The forecast takes into account the declining European market, which Marchionne says is expected to contract for the fifth consecutive year to around 13 million.
Trends were clear in sales figures for the month of March announced this week. Chrysler Group sales jumped 35 percent to the best month in four years. Fiat domestic deliveries, on the other hand, dropped to the lowest level in 32 years as Italians face recession, higher taxes and rising gas prices. Fiat domestic and European deliveries also were interrupted by a monthlong tractor-trailer strike.
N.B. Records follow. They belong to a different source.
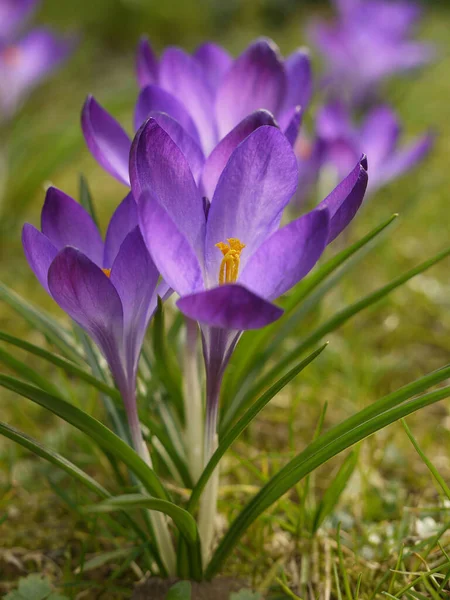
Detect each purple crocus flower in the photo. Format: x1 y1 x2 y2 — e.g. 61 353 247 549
21 189 168 457
312 101 433 195
0 0 74 119
129 118 368 472
81 37 311 184
309 0 434 105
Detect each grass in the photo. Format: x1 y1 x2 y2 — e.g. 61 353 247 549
1 2 450 599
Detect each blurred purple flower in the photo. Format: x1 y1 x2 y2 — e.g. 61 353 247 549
311 101 433 195
22 189 168 451
130 117 367 449
309 0 434 105
81 37 312 183
0 0 75 119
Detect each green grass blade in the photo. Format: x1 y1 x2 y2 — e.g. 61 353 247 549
0 329 121 401
79 174 99 229
188 344 327 513
0 420 110 498
224 246 450 430
402 419 450 501
206 381 450 577
0 282 82 363
0 374 169 501
0 345 61 396
87 494 198 545
221 214 398 415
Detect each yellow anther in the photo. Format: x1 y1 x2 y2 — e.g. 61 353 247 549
102 268 111 278
215 238 246 285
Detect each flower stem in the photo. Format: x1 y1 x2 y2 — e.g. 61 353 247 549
126 392 177 576
183 318 204 482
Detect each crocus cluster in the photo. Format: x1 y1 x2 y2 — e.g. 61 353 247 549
309 0 434 105
298 101 433 198
81 37 312 186
0 0 74 120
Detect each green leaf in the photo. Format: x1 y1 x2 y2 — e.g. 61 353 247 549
47 595 69 600
0 420 110 499
0 330 120 401
0 375 169 501
152 298 184 420
77 547 136 573
206 366 450 577
224 245 450 430
18 574 52 600
0 345 61 396
402 419 450 501
79 174 99 229
0 282 82 363
230 591 263 600
188 344 328 513
221 214 398 420
166 581 192 600
312 450 358 533
86 494 199 545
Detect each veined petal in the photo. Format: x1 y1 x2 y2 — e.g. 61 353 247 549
41 187 104 266
205 126 298 284
103 193 138 269
201 109 278 200
283 106 303 147
130 118 205 254
150 112 205 184
177 284 283 330
240 208 330 301
193 42 232 93
22 224 58 294
317 155 368 243
110 227 159 373
159 47 217 154
48 247 124 364
81 95 131 186
138 193 203 296
360 105 400 170
136 37 159 88
281 48 312 115
215 38 287 139
134 84 200 142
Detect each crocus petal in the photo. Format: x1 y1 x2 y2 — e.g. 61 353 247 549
205 126 298 284
134 84 200 142
374 133 433 188
110 227 159 372
215 38 287 138
0 28 74 116
201 109 278 200
48 247 124 363
317 101 354 140
136 37 159 88
193 42 232 93
81 95 131 186
240 208 330 301
177 284 283 330
138 193 203 296
130 118 205 254
0 0 38 41
281 48 312 115
22 224 58 294
41 187 104 266
283 106 303 147
360 105 400 170
317 156 368 243
103 193 138 269
150 112 205 184
159 47 217 154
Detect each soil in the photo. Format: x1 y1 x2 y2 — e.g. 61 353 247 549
132 577 249 600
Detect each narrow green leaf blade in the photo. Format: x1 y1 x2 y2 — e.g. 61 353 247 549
0 345 61 396
79 174 99 229
0 375 169 501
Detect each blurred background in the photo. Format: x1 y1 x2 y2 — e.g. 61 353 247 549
1 0 450 596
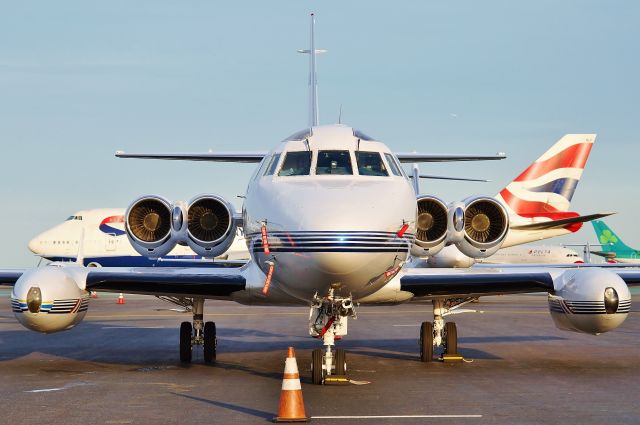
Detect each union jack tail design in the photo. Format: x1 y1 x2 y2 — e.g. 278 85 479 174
496 134 596 222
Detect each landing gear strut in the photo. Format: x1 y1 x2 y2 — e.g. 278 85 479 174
419 297 476 361
309 288 355 384
176 297 217 364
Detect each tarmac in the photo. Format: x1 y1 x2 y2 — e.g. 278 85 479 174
0 287 638 424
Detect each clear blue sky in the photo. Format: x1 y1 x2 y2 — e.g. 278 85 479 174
1 1 638 267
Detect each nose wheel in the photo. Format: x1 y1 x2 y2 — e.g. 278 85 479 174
311 348 347 385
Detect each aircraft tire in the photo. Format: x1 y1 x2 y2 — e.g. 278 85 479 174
180 321 192 363
335 348 346 375
203 321 217 364
445 322 457 355
420 321 433 362
311 348 323 385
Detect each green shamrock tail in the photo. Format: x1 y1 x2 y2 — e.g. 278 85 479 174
591 220 632 252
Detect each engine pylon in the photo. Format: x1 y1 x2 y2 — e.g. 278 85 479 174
273 347 308 423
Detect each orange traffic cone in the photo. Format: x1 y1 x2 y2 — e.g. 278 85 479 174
90 291 98 299
273 347 308 423
116 293 125 304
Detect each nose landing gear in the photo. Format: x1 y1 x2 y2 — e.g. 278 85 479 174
309 289 355 384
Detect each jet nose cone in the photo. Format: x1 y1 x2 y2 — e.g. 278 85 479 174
28 236 40 254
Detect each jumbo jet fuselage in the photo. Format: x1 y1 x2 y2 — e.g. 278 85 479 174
243 125 416 301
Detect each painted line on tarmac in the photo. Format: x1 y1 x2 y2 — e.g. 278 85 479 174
101 326 166 329
311 414 482 419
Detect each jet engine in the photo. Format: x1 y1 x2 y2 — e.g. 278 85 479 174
11 266 89 333
125 194 238 259
411 196 448 257
411 195 508 259
185 194 237 258
453 196 509 258
548 268 631 334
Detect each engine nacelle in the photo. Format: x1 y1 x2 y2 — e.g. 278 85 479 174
425 245 475 268
11 266 88 333
125 194 238 259
125 195 176 258
185 194 238 258
411 196 448 257
453 196 509 258
549 268 631 335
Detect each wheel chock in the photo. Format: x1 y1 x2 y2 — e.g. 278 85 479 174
441 354 464 363
323 375 350 385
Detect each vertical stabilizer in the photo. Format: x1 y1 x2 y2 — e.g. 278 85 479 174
496 134 596 219
298 13 326 127
592 220 633 253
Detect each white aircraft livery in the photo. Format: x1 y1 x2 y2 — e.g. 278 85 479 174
28 209 249 267
426 245 583 268
1 14 637 385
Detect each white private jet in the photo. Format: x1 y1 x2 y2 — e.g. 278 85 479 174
27 209 249 267
2 14 637 385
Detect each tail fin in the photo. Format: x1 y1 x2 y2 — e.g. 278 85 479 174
592 220 633 252
496 134 595 219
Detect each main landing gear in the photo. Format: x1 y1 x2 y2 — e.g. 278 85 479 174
309 288 355 385
419 297 476 362
160 296 217 364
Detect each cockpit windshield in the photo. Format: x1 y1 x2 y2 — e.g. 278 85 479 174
279 151 312 176
317 150 353 175
356 152 388 176
66 215 82 221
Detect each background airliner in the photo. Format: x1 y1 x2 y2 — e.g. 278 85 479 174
592 220 640 262
28 209 248 267
2 14 636 386
414 133 610 267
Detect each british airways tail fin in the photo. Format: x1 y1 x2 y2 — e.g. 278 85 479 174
496 134 596 220
592 220 634 252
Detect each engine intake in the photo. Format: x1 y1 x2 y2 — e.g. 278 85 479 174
127 197 172 244
411 196 448 256
125 196 175 258
454 196 509 258
188 196 232 244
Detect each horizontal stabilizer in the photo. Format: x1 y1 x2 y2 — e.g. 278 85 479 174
510 212 614 231
395 153 506 163
115 151 267 163
411 174 489 182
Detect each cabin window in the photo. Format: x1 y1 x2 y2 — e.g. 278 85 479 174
264 153 281 176
316 150 353 175
384 153 402 176
356 152 388 176
279 151 312 176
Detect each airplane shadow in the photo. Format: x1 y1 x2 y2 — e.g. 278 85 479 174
173 393 273 421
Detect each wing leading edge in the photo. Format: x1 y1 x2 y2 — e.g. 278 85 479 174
85 267 246 297
115 151 267 163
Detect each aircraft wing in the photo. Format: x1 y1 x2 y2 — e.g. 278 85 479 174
85 267 246 297
400 268 555 298
115 151 267 163
399 265 640 298
0 269 25 286
395 153 506 163
510 212 615 231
Marchionne aims to make cars in Italy for export to North America, where factories are running near full capacity compared with 50 percent in Italy. Toward that end, Fiat reached a deal at the end of last year for more flexible work rules at all its Italian factories.
"This process will allow us to cleanup definitively the inefficiencies in out industrial network and return to break even with the European car business by 2014," Marchionne said.
Fiat SpA reported strong earnings last year thanks to Chrysler's turnaround, but lost money in its home market, Europe.
Marchionne also told shareholders Fiat was continuing to look for a new partner in Asia, and that the first Russian cars in a joint venture would be produced next year.
Fiat and Chrysler's combined 2011 sales made it the seventh-largest car company in the world. Marchionne aims to be capable of building 6 million cars a year by 2014 — the figure he says is necessary to be competitive in the global market.
"We are no longer a marginal player," Marchionne told shareholders. "We have become one of the strongest and most competitive car producers, with a level of technology among the most innovative and advanced in the world."
Marchionne said the two companies had achieved synergies of €1.4 billion ($1.9 billion) in the last two years — a billion of which was reached last year alone. The CEO said the integration process will be half completed by the end of this year.
Fiat — which has a 58.5 percent stake in Chrysler — maintained its 2012 targets of €77 billion ($102 billion) in revenue and net profit of €1.2 billion to €1.5 billion ($1.6 billion to $2 billion).
Fiat could raise its stake in Chrysler another 3.3 percent this year, Marchionne said. Fiat has the option to raise its stake by 3.3 percent every six months beginning July 1 by buying up shares owned by the auto worker union's pension health care fund, which currently controls the remaining 41.5 percent.